Bu ifadeyi iki şekilde anlama imkânımız var: Birincisi isim haliyle, ikincisi fiil haliyle.

1) Düşünmenin izleri (düşünce), üzerini dilin ülkesinde sözcüklerle örtünce, onunla çaresiz düş aracılığıyla, düşlenmek suretiyle irtibata geçilebilir. Çünkü düşünce dile gelmekle düşünmenin konusu olmaktan çıkar, düşlemenin konusu haline gelir. Kimse düşünceyi çıplak haliyle temaşa etmez; o yabancıların arasında çıplak dolaşmaz; sözcüklerle örtünür; bunu kendisinden istifade edilmesi için yapar; başkalarının faide sağlamaları için yapar. Düşünce dildeki hâliyle işte bu nedenle düşünülemez; sadece düşlenebilir. Özünü görmek isteyenler düşünceyi düşünmenin kendi öz yurdunda görmeye çalışmalıdırlar; değilse düşlemekle yetinmelidirler.
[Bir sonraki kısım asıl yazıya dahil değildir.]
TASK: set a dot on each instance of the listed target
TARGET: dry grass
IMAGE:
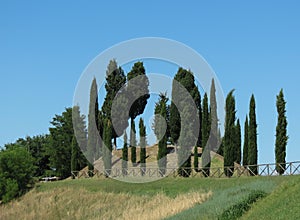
(66, 203)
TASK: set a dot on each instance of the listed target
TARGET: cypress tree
(246, 140)
(196, 159)
(252, 144)
(187, 140)
(133, 143)
(162, 144)
(213, 139)
(108, 147)
(229, 137)
(115, 80)
(186, 79)
(281, 134)
(93, 152)
(125, 155)
(205, 122)
(156, 126)
(238, 142)
(74, 156)
(139, 93)
(205, 137)
(142, 129)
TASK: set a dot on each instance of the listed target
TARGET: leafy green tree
(37, 146)
(229, 137)
(238, 143)
(125, 155)
(143, 144)
(246, 140)
(60, 142)
(78, 161)
(281, 134)
(107, 148)
(115, 80)
(138, 84)
(93, 150)
(252, 144)
(61, 135)
(16, 172)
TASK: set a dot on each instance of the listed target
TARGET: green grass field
(111, 199)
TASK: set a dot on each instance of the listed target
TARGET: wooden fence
(291, 168)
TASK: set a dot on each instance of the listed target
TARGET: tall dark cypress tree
(196, 159)
(213, 139)
(162, 144)
(139, 93)
(281, 134)
(238, 142)
(93, 152)
(229, 137)
(187, 140)
(246, 140)
(187, 80)
(205, 122)
(115, 80)
(74, 156)
(205, 137)
(133, 143)
(125, 155)
(143, 144)
(252, 144)
(107, 149)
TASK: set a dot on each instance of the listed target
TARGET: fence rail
(291, 168)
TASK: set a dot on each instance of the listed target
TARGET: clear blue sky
(253, 47)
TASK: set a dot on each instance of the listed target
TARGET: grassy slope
(283, 203)
(79, 198)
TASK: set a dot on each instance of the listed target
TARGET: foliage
(138, 92)
(246, 141)
(115, 80)
(133, 143)
(213, 116)
(238, 142)
(229, 137)
(138, 84)
(186, 79)
(281, 134)
(187, 140)
(61, 135)
(16, 172)
(107, 148)
(161, 131)
(143, 144)
(125, 155)
(93, 148)
(252, 144)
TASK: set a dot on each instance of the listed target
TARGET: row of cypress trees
(167, 124)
2) Düşünce, düşülünce, yani kişi düşünmenin yurdundan ayrılıp sözcüklerin içine düşünce, faide ve istifade için ifadenin aracılığına başvurmak zaruretini hissedince, bir bakıma yola düşünce, yola çıkınca, kendi öz makamından daha aşağılara düşünce düşlenir. Düşmeyince düşlenilmez, aksine düşülürse düşlenir, düşülünce düşlenir, düşünce düşlenir. Düşünme kendini ifade etmekten kaçınabilirse, sözcüklere bürünmek yerine gözlerden ırak kendi yurdunda ve kendi haliyle yaşamayı seçerse niçin düşlenilsin ki?! Aşık maşukunu onun elini tutmuşken düşlemez. Düşünce kendi yurdunda düşün değil; düşünmenin konusu olmakla yetinmez mi? Pekâlâ yetinir ve bu nedenle düşünce ancak düşünce düşlenir; düşmezse düşlenilmeyip düşünülür.

Bakınız şâir, düşünceyi kendi yurdunda ziyaret etmeyi beceremeyip onu salt dil aracılığıyla kavrayan acemi düşünürlere başkalarını kınamamaları için nasıl öğüt veriyor:
Ehl-i irfanım diye kimseye ta‘n etme sen 
Defter-i irfana sığmaz söz gelir divaneden
Yani birkaç kitap okuyup düşünceyi o düşmüş haliyle, salt sözcükler aracılığıyla satırlarda tanımış olduğundan ötürü boş yere gururlanıp da başkalarını kınamaya kalkışma; birgün delinin biri çıkar ve sana öyle bir söz söyler ki o sözü okuduğun kitapların, bildiğin sözcüklerin, taradığın satırların hiçbirinde bulamazsın. Düşünmenin giymek için kendisine seçebileceği giysilerin miktarını hayal bile edemezsin. Düşünmenin izlerine (düşünceye) ancak sokaklarda rastladığını unutma! Düşünce tenezzül edip düşmüş ve sen de onu hiç değilse sokağa düşmüş haliyle görmüş iken nasıl olup da başkalarını kınarsın? Halbuki onunla kendi yurdunda tanışsaydın, tanışabilseydin şaşkınlıktan dilini yutup susardın ve asla konuşamazdın.

Düşünmenin sokağa düştüğünden kuşkulanamayacağımıza göre, niçin delinin birinin bütün keyfimizi kaçırmasından rahatsız olalım ki?

Delilerden rahatsız olmayalım; onların delirmiş olmalarını bir lütuf, bir rahmet olarak kabul edip sessizce divaneden bir an evvel defter-i irfana sığmaz sözlerin gelmesi için dua edelim.